Saturday, April 27, 2013

Why the hell should I care about the money?



It used to be that I didn’t care a whit about getting paid for my work. Yes, I wanted to get paid for working, but I’d give out Work with that all important capitol with no concern whatsoever. Now, I find myself somewhat more concerned about getting paid like a muthafucka, as the parlance puts it. Then, a couple days ago, my wife mentioned this change to me and it got me thinking.

Why?

It isn’t like the occasional $20-$50 makes any real difference in my life. Hell, most of the time I end up spending it all on copies for myself and family. Then there is the poetry, which can possibly net me the amazing pro rate of $5. That doesn’t even buy two gallons of gas or a meal at Wendy’s.
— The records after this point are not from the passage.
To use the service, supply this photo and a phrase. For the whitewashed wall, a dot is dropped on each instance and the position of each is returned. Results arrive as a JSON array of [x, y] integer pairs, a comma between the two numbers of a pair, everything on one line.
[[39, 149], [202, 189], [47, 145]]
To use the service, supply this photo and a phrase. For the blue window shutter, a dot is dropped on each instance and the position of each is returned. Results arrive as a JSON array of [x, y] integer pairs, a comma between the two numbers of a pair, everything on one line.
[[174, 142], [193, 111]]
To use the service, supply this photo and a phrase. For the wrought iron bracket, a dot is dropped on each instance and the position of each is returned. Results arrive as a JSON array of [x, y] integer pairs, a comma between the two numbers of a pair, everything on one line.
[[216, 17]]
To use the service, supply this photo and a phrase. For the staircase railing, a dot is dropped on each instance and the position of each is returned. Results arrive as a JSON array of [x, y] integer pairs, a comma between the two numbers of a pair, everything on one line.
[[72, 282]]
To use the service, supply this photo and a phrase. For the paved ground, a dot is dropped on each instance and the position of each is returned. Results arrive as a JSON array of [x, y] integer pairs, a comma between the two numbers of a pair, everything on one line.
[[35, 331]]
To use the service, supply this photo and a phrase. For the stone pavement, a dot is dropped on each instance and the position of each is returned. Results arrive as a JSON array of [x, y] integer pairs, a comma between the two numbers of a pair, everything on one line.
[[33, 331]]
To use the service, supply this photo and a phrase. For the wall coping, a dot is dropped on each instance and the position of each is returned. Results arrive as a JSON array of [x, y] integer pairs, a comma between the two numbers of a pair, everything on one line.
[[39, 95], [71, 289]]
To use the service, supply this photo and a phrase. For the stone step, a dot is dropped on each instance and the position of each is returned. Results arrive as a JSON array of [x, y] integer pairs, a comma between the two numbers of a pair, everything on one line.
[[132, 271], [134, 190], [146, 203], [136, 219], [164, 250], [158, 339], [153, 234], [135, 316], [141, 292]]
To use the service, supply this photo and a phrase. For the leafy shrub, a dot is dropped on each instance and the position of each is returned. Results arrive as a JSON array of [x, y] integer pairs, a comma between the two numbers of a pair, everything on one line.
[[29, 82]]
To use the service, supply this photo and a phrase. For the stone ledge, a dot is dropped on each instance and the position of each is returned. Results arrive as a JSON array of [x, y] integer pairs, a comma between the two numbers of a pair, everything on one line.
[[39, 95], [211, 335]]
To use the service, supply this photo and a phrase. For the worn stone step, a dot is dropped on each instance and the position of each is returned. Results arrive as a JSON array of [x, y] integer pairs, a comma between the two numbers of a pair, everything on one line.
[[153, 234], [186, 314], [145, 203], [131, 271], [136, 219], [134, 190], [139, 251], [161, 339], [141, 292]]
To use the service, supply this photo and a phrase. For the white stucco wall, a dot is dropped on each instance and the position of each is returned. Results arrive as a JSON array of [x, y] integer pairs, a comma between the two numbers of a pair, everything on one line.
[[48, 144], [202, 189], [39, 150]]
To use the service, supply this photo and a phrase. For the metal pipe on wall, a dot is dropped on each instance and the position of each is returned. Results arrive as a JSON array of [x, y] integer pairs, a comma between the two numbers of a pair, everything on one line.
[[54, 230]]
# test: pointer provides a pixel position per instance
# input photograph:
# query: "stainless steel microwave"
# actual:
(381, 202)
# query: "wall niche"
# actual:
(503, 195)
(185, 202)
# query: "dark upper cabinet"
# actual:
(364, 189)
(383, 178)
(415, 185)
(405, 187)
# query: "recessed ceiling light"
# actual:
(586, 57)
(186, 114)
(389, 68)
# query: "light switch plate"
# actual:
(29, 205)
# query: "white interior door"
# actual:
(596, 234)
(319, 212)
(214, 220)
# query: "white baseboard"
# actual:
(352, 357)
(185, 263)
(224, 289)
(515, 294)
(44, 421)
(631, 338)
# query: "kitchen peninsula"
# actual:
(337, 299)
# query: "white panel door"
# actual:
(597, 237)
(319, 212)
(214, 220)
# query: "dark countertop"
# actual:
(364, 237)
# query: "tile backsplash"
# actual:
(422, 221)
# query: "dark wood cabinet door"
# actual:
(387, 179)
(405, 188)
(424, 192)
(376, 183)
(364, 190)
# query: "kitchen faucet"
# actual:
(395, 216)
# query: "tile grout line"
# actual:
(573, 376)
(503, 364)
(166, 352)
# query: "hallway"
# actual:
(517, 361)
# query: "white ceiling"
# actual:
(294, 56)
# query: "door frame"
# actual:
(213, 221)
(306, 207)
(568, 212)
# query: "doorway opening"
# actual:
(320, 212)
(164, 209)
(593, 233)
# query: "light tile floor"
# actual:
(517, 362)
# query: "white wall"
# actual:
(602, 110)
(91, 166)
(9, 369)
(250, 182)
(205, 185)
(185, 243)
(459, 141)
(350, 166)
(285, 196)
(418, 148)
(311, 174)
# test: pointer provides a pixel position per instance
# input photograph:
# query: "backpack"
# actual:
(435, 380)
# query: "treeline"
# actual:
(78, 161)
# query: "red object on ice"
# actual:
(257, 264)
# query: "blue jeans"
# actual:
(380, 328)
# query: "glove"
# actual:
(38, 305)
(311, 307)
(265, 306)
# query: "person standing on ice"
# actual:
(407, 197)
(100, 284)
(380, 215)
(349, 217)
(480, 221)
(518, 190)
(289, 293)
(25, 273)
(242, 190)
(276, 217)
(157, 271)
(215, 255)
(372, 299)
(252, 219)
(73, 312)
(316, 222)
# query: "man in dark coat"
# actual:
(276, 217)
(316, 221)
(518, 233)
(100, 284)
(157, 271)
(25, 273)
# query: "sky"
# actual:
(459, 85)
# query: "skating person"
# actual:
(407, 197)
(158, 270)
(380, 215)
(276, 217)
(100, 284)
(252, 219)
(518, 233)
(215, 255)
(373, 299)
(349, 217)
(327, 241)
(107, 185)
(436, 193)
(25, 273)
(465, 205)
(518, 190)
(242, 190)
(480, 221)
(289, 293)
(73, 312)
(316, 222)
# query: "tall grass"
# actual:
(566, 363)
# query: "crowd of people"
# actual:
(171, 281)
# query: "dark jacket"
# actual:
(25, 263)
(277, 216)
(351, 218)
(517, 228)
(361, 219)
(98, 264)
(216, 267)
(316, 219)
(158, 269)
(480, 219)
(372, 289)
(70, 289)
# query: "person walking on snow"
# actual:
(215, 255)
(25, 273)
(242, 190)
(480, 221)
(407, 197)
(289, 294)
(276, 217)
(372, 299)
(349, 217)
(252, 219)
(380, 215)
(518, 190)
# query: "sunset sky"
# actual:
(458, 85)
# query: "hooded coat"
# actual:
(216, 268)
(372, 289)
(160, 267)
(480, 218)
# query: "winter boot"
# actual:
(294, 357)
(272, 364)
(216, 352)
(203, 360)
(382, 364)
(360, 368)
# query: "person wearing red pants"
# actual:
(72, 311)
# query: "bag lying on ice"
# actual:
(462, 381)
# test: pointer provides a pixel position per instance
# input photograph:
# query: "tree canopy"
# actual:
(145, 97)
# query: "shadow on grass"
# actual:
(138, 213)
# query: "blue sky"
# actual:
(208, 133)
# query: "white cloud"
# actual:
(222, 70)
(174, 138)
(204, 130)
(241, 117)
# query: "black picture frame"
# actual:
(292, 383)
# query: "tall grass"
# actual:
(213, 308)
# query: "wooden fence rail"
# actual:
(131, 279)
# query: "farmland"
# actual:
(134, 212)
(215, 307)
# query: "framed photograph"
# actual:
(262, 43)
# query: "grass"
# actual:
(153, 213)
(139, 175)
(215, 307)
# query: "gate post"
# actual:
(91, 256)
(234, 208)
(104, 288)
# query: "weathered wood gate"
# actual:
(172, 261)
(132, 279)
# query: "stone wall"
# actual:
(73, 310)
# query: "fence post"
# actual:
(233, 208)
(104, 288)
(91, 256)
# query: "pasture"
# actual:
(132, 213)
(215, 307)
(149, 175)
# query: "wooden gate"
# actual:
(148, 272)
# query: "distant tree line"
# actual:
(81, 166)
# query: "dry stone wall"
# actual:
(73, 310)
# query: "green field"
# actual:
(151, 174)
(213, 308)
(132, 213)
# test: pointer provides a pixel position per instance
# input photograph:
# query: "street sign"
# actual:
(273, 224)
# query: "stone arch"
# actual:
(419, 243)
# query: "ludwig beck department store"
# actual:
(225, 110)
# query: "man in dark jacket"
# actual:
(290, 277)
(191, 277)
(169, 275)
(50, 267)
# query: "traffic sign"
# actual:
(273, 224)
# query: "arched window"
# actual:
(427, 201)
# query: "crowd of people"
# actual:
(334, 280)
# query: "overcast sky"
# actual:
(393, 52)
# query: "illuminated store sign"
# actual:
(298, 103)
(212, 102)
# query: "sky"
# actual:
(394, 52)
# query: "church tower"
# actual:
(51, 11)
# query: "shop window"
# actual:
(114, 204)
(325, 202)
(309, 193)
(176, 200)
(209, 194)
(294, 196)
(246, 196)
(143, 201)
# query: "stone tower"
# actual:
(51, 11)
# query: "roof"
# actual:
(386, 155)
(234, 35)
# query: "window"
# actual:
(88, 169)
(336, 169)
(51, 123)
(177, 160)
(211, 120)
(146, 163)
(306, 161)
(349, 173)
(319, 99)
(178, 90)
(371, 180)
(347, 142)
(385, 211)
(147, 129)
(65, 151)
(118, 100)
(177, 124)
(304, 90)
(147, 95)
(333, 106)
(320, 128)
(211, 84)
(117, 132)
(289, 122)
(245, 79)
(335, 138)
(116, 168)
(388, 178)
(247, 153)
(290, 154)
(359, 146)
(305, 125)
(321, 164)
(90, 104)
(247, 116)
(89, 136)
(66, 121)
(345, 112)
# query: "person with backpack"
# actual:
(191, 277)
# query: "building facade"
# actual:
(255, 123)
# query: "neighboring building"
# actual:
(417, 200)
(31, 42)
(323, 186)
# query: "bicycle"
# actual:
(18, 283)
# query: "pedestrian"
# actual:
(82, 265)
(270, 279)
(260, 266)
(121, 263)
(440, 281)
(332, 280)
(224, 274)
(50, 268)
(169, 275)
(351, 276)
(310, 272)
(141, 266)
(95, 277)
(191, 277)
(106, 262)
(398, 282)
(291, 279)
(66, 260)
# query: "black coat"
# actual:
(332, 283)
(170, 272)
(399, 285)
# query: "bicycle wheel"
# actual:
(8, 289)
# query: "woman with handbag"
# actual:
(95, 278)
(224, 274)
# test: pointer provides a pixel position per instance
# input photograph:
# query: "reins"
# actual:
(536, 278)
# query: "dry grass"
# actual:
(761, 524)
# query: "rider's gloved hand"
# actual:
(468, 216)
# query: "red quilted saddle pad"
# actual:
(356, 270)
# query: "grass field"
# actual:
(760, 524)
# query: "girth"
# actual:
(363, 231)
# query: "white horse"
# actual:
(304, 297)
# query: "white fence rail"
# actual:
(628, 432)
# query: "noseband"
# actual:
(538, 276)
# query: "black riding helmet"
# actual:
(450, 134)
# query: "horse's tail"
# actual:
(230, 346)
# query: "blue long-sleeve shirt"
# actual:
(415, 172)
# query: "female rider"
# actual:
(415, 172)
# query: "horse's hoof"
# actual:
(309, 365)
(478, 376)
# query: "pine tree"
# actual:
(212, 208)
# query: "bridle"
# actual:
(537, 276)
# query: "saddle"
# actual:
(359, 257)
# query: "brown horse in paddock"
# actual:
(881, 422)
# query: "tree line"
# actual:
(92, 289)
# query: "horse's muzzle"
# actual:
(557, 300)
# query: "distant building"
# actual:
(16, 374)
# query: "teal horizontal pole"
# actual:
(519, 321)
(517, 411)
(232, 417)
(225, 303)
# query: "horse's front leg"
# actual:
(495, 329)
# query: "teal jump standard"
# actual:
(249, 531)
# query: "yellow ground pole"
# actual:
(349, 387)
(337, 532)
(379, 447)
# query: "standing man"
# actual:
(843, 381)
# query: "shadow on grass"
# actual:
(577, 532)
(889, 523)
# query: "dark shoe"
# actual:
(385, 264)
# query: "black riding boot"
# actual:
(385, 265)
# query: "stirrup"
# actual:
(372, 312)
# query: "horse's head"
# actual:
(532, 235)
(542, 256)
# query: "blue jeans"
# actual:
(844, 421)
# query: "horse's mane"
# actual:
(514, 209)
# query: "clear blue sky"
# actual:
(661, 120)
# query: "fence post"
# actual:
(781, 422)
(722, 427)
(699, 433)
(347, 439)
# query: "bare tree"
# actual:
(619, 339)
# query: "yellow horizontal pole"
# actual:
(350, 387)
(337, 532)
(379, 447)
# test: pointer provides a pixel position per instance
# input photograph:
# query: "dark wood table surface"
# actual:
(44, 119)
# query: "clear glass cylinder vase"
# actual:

Given the time it takes to create the Work, including both the initial writing and subsequent editing, the pay boils down to pennies per hour. I might as well not be getting paid at all.

And it isn’t like I am determined to build up a professional record for my grand writing career. I write poetry and short stories at a time when no one buys anything but novels. This shit will never be a lifestyle for me.

I think it has something to do with how seriously the publisher takes the Work they publish. By handing over money, they show that they are invested. That they care. No one is going to give you their hard earned cash unless they believe in the quality of what they are purchasing. Even $5 a poem can add up pretty damn fast when you fit 50+ poems in an anthology. That means that my work will be placed in proximity to other quality works, which means that it will be more likely to reach an audience that cares about quality.

It also makes it harder. It isn’t tough to get into some free webzine with a 60% acceptance rate, so the acceptance doesn’t mean anything. It‘s the equivalent of getting a medal for participation. Once you see that the guy who trips over his own feet and can’t catch a ball to save his life got one, it ceases to matter. 

However, striving to break into those tough to crack markets means that I have to improve. I have to be sure that I am writing the best possible stories or poems I can. I have to be leaner, meaner, more confident and affecting. I can’t slip.

I will likely never get into Apex, with their .5% acceptance rate, but my determination to try makes me better. That is what matters most. After all, the creation of word art may just be a hobby but it s one I take seriously. I want the work to be the best it can be. I want the stories that boil in my head expressed in the most powerful manner I am capable of. 

Otherwise, there is no point in doing it at all.